An article, rebuttal and reply in Dissent Magazine go back and forth on whether social progress was just a carrot used by financial interests to promote neoliberal globalism:
… Trump’s victory is not solely a revolt against global finance. What his voters rejected was not neoliberalism tout court, but progressive neoliberalism. This may sound to some like an oxymoron, but it is a real, if perverse, political alignment that holds the key to understanding the U.S. election results and perhaps some developments elsewhere too. In its U.S. form, progressive neoliberalism is an alliance of mainstream currents of new social movements (feminism, anti-racism, multiculturalism, and LGBTQ rights), on the one side, and high-end “symbolic” and service-based business sectors (Wall Street, Silicon Valley, and Hollywood), on the other. In this alliance, progressive forces are effectively joined with the forces of cognitive capitalism, especially financialization. However unwittingly, the former lend their charisma to the latter. Ideals like diversity and empowerment, which could in principle serve different ends, now gloss policies that have devastated manufacturing and what were once middle-class lives.
… Fraser’s argument carries an undercurrent of blame toward feminism and other social movements for having participated in what she dubs “progressive neoliberalism.” It was, she argues, a revolt against progressive neoliberalism that led to Trump’s victory over Clinton. By shifting the analysis away from the capitalist class offensive that ushered in the neoliberal order, and which is primarily responsible for the U.S. political drift to the right, Fraser ends up attacking “identity politics” in favor of “class politics.” While her conclusion is that of course the left must embrace anti-sexism and anti-racism, her analysis implies the opposite—she’s clearly suspicious of multiculturalism and diversity.

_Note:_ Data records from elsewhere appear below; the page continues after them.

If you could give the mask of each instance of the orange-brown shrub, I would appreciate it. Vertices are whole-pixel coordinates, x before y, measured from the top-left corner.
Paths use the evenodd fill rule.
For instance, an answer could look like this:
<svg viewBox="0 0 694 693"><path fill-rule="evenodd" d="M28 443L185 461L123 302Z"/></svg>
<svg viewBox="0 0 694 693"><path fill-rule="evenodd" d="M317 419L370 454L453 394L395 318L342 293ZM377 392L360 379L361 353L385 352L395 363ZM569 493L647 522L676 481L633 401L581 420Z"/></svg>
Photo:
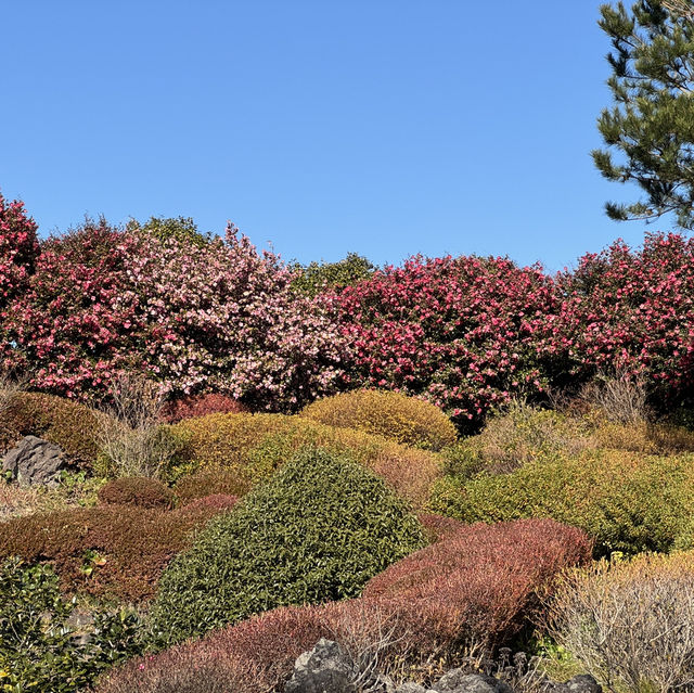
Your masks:
<svg viewBox="0 0 694 693"><path fill-rule="evenodd" d="M267 612L134 659L112 671L97 691L282 690L296 657L320 638L339 642L358 665L377 656L396 680L412 678L412 666L424 665L424 672L434 660L450 662L471 638L480 646L492 644L487 627L497 641L516 632L536 609L542 586L589 555L581 531L552 521L464 526L373 578L363 598Z"/></svg>
<svg viewBox="0 0 694 693"><path fill-rule="evenodd" d="M363 599L397 612L423 658L479 653L517 633L539 591L591 550L583 531L552 519L468 525L372 578Z"/></svg>
<svg viewBox="0 0 694 693"><path fill-rule="evenodd" d="M224 469L237 475L237 486L229 489L234 495L247 492L307 447L348 454L416 508L427 503L432 485L441 474L441 459L434 452L301 416L209 414L182 421L171 429L182 441L183 463L203 471Z"/></svg>
<svg viewBox="0 0 694 693"><path fill-rule="evenodd" d="M211 393L191 395L167 402L162 411L162 419L166 423L174 424L184 419L195 419L215 413L237 414L242 411L248 411L248 408L239 400L220 393Z"/></svg>
<svg viewBox="0 0 694 693"><path fill-rule="evenodd" d="M151 598L192 530L218 514L216 503L162 512L101 505L15 517L0 524L0 560L51 564L65 593Z"/></svg>
<svg viewBox="0 0 694 693"><path fill-rule="evenodd" d="M609 690L686 690L694 677L694 554L642 554L571 570L550 633Z"/></svg>
<svg viewBox="0 0 694 693"><path fill-rule="evenodd" d="M202 640L133 659L104 677L97 691L280 691L292 675L296 658L321 638L337 640L358 663L360 655L369 656L369 651L377 646L390 621L378 607L361 600L275 608L213 631Z"/></svg>
<svg viewBox="0 0 694 693"><path fill-rule="evenodd" d="M102 505L139 505L140 508L170 508L172 491L156 479L146 476L121 476L99 489Z"/></svg>
<svg viewBox="0 0 694 693"><path fill-rule="evenodd" d="M325 397L306 407L300 415L427 450L440 450L458 438L453 422L438 407L387 390L358 389Z"/></svg>
<svg viewBox="0 0 694 693"><path fill-rule="evenodd" d="M104 414L43 393L16 393L0 412L0 453L34 435L59 445L74 464L88 467L99 454L99 422Z"/></svg>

Johanna Brenner’s reading of my essay misses the centrality of the problem of hegemony. My main point was that the current dominance of finance capital was not achieved only by force but also by what Gramsci called “consent.” Forces favoring financialization, corporate globalization, and deindustrialization succeeded in taking over the Democratic Party, I claimed, by presenting those patently anti-labor policies as progressive. Neoliberals gained power by draping their project in a new cosmopolitan ethos, centered on diversity, women’s empowerment, and LGBTQ rights. Drawing in supporters of such ideals, they forged a new hegemonic bloc, which I called progressive neoliberalism. In identifying and analyzing this bloc, I never lost sight of the power of finance capital, as Brenner claims, but offered an explanation for its political ascendance.
In a broader take, an article in the NY Review of Books looks grimly at the European Union, and what is called populism. In, Is Europe Disintegrating?, Timothy Garton Ash imagines his reaction had he been frozen in 2005, when the Eurozone was robustly expanding:
Cryogenically reanimated in January 2017, I would immediately have died again from shock. For now there is crisis and disintegration wherever I look: the eurozone is chronically dysfunctional, sunlit Athens is plunged into misery, young Spaniards with doctorates are reduced to serving as waiters in London or Berlin, the children of Portuguese friends seek work in Brazil and Angola, and the periphery of Europe is diverging from its core. There is no European constitution, since that was rejected in referendums in France and the Netherlands later in 2005. The glorious freedom of movement for young Poles and other Central and Eastern Europeans has now contributed substantially to a shocking referendum vote by my own country, Britain, to leave the EU altogether. And Brexit brings with it the prospect of being stripped of my European citizenship on the thirtieth anniversary of 1989.
Ash and the authors he cites lend credence to the Mark Blyth prediction that the EU will collapse very soon. He goes on to express fear about populists invoking “the people”:
Populists speak in the name of “the people,” and claim that their direct legitimation from “the people” trumps (the verb has acquired a new connotation) all other sources of legitimate political authority, be it constitutional court, head of state, parliament, or local and state government. Donald Trump’s “I am your voice” is a classic populist statement. But so is the Turkish prime minister’s riposte to EU assertions that a red line had been crossed by his government’s clampdown on media freedom: “The people draw the red lines.” So is the Daily Mail’s front-page headline denouncing three British High Court judges who ruled that Parliament must have a vote on Brexit as “Enemies of the People.” Meanwhile, Polish right-wing nationalists justify an ongoing attempt to neuter Poland’s constitutional court on the grounds that the people are “the sovereign.”
The other crucial populist move is to identify as “the people” (or Volk) what turns out to be only some of the people. A Trump quotation from the campaign trail captures this perfectly: “The only important thing is the unification of the people,” said the Donald, “because the other people don’t mean anything.” UKIP’s Nigel Farage welcomed the Brexit vote as a victory for “ordinary people,” “decent people,” and “real people.” The 48 percent of us who voted on June 23, 2016, for Britain to remain in the EU are plainly neither ordinary nor decent, nor even real. Everywhere it’s the “other people” who now have to watch out: Mexicans and Muslims in the US, Kurds in Turkey, Poles in Britain, Muslims and Jews all over Europe, as well as Sinti and Roma, refugees, immigrants, black people, women, cosmopolitans, homosexuals, not to mention “experts,” “elites,” and “mainstream media.” Welcome to a world of rampant Trumpismo.